Linda si presentò all’ora dell’appuntamento con due borse sotto gli occhi gigantesche e tre quarti di seno fuori sede. Aveva passato una notte da lupi. S'era girata e rigirata su se stessa tante di quelle volte da patire addirittura degli strani capogiri. I due si accomodarono a uno dei tavolini del bar - a quell’ora del giorno così insolitamente e desolatamente vuoti e abbandonati a se stessi - e presero a fissarsi furenti.
“Non credo che ci sia molto da dire… – partì Paolo – tieni presente però che quella di ieri è stata solo la goccia che ha fatto traboccare il vaso… in realtà è da tempo che ti teniamo d’occhio e che cerchiamo qualcuno con cui rimpiazzarti: il tuo comportamento al centro è sempre stato a dir poco biasimevole; hai sempre fatto di testa tua, non hai mai rispettato le regole, in sostanza ti sei presa gioco di noi e del Santa Tecla. Vorrei dirti che mi dispiace ma non ci riesco. In questa lettera c’è scritto che hai due mesi di tempo per sparire dalla circolazione”.

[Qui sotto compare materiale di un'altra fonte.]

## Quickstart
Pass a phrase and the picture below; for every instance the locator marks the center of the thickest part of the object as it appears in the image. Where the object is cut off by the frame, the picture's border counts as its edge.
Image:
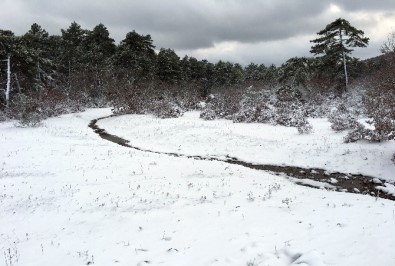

Linda non fiatò; durante la notte da lupi si era già immaginata tutto. La sera di quello stesso giorno venne dunque a salutarmi dicendomi che non sarebbe voluta stare un giorno di più in un posto dove non era desiderata. Ricordo che cercai di dissuaderla dal suo intento, sottolineando che, magari, Paolo avrebbe potuto fare marcia indietro se lei si fosse comportata meglio, ma non ci fu nulla da fare. La mia amica se ne andò con gli occhi gonfi e il passo stanco e di lei non seppi più nulla.